To supplement 451 Research's analytical approach, we sat down with Dataiku Data Scientist, Patrick Masi-Phelps to get a first-hand account on the impact of open source into the big data landscape:
Claire Carroll: So let's start from the beginning: What's open source?
Patrick Masi-Phelps: Open source means your technology, your software, or your programming language has been made open to the public.
CC: What value does open source provide?
PMP: I think open source is great for the general public because it means that an individual’s or company’s contributions towards a certain field then get released to the public, so the public can use them for some analogous use case or completely separate use case. I feel like you hear in the news, all the time, about how like NASA developed some cool radar technology to track asteroids orbits’, which then medical researchers use to improve x-ray scanners. There’s the benefit to the community.
I think there’s also a benefit to the company or individual who released the open source technology, because often times when you release software or a new programming language, the public will contribute their own improvements back to it. It’s this two-way street, like that’s why Microsoft has made a lot of their technology open source, because they feel that it’s advantageous to their own business to receive feedback from the community.
In the data science world, all of the modern tools are open source, for the most part. So especially Python, R, SQL, all the different Spark flavors, so Spark R, PySpark, SparkSQL, all that good stuff. So, all those languages are open source and I think that’s made doing data science accessible to a lot of different companies.
CC:What open source software do you use on a regular basis as a data scientist?
PMP: I use all of the standard data science programming languages which are all open source, a lot of Python. Different companies have contributed towards packages in Python which I use regularly. Scikit-learn is open source, and that’s the big one for machine learning. I use a lot of the data preparation open source packages, especially in R. GGPlot is pretty great, Dplyr is great.

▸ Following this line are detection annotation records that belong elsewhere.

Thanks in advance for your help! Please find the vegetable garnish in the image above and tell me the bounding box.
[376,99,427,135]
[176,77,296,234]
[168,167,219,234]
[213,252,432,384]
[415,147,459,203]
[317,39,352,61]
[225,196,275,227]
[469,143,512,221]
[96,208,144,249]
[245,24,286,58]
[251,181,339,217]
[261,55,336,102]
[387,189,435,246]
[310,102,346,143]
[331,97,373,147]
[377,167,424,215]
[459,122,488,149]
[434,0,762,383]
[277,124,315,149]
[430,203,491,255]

A specific open source thing that I’m working on right now is in the astronomy world. Google and UT Austin did this partnership a little while ago where they discovered some exoplanets using some open source libraries like TensorFlow and scikit-learn. And they released all their code to the public. So I was able to just clone their GitHub repository, fire it up on my own machine, and start tweaking some things to try and improve their models. It’s a very specific open source use case that is near and dear to me right now.

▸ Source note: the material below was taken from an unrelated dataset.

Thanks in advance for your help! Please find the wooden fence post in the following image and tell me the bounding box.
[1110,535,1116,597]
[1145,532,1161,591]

CC: What does Dataiku contribute to open source? How are we involved with the terrain?
PMP: One of the core principles of Dataiku is incorporating all of these open source languages into one central place, one central workspace, where you and your team can analyze your data or build projects and models. We felt from the get-go that it was important to play nicely with R programmers and Python programmers and folks who know all the different Spark languages. So, if you’re familiar with the Dataiku flow, I’m sure you know by now that you can include R code as well as Python code, all these different open source languages, all within the same open source pipeline. In terms of contributing to the open source space, we have a fairly active community of users who contribute their custom plugins or other feature add-ons and things to something we call the plugin store.
CC: I wanted to ask you a little about the businesses and clients that you work with on a regular basis, no names of course, but what do you see them using most? Are there any trends that you’re seeing?
PMP: It depends on the client. Some of the clients who have very large data sets, so stuff like transaction information or point stock information, they often have to use the different Spark libraries all the time. And for them I think, doing machine learning on big data is really difficult, and I haven’t personally seen a ton of companies use it successfully at this point. So for those folks who are dealing with giant data sets right now, they’re mostly just using the data ingestion, data cleaning, pipelining open source libraries. For other clients, I think it varies.
CC: Last question! Do you have any insights with regard to what’s on the horizon with open source?
PMP: Different open source libraries for building neural networks. My understanding is that the first popular one was TensorFlow, and TensorFlow is currently used by a lot of different businesses. I use it right now in some projects, but I’ve been hearing some more buzz about PyTorch, which is another open source language for neural network stuff. So, keep an eye out for PyTorch.